Is sour milk, soured milk, and milk that has gone sour, all the exact same thing?
Is sour milk, soured milk, and milk that has gone sour, all the exact same thing? Related to this question: Is buttermilk another term for sour milk or some part of sour milk? and especially this answer to it: https://cooking.stackexchange.com/a/115571/93811 and two of the comments appended to that answer, specifically:
"Is soured milk the same as sour milk as in, 'I kept this milk in the fridge too long after opening, and now it is sour, although it was okay yesterday, and so I need to chuck it out and buy some more'. – Matthew Christopher Bartsh yesterday
@MatthewChristopherBartsh Not exactly. “Kept in the fridge and something grew” is the problem - you don’t know what grew. Way back before commercial milk production, there was a good(-ish) change that something desirable grew - souring meant “let stand, it’ll be thick by tomorrow” or it meant “add some of the existing product and let the microorganisms from that multiply and do their thing”. It’s too complicated for a comment to explain why exactly the former is less likely to work today than back in our (great...)grandparents’ time. – Stephie♦
Best Answer
Yes, it is the same. It refers to milk which has been left out until it has gone sour with whatever wild bacteria it has managed to catch, be they pathogenic, healthy, or neutral. It curdles a bit and changes in smell and taste.

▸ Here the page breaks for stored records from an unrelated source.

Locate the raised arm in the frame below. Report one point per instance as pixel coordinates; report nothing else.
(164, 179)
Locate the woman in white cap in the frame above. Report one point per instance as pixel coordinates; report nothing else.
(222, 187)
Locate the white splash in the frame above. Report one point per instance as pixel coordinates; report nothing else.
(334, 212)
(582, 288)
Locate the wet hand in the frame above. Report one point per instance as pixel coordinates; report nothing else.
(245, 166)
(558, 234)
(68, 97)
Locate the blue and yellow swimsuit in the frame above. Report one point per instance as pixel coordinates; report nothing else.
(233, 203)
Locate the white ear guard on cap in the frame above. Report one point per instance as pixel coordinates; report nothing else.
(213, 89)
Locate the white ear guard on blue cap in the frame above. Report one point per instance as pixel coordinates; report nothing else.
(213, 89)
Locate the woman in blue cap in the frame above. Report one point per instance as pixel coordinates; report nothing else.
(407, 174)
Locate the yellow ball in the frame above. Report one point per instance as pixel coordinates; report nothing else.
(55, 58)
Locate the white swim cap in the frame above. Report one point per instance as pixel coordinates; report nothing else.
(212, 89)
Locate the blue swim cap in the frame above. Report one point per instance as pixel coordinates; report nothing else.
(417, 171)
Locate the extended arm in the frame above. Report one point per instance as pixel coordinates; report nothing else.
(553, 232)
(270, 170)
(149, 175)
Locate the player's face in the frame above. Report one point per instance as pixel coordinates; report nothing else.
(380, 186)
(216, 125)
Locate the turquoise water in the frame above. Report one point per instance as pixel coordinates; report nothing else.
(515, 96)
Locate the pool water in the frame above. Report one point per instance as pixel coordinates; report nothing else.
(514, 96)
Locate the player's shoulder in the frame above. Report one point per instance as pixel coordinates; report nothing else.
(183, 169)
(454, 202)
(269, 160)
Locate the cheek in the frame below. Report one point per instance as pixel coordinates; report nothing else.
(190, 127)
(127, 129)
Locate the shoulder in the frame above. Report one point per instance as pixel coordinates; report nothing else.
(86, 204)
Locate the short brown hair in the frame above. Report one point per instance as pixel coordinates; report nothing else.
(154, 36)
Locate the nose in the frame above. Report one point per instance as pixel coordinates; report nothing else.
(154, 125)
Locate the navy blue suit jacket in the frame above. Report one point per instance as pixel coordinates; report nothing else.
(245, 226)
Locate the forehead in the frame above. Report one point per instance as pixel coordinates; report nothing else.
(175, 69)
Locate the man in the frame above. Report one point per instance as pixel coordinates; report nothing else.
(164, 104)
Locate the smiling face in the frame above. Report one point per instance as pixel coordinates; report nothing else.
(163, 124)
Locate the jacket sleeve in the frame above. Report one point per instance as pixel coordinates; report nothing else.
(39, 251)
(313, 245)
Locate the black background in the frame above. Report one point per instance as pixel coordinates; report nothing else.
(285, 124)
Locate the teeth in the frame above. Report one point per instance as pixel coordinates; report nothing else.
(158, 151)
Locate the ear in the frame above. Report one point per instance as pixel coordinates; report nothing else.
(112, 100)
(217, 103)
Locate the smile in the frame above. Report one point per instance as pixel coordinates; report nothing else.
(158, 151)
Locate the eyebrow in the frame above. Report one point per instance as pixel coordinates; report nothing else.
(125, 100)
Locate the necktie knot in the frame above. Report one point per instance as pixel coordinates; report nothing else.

If you find a person or author who makes a difference, then you have discovered either some regionally restricted distinction which is not widespread (maybe even restricted to that one author), or a too-literal translation from some other language.
Update, since you seem to be asking about the exact meaning of Stephie's comment. What she means is that back in the day, when milk went sour, the actual risks were lower than when today's milk goes sour. (not to speak of the perceived risks and of the implicit risks/reward calculations people make by gut feeling). The difference in her comment is not between "sour milk" and "soured milk", but between "milk that was freshly milked from a single healthy cow and left at room temperature until it went sour" and "commercially produced and processed milk which was distributed to me and left in the fridge until it went sour". There are no terms in the English language which make this distinction, both are called "sour milk" or "soured milk" - so the product is probabilistically different, but the words are not.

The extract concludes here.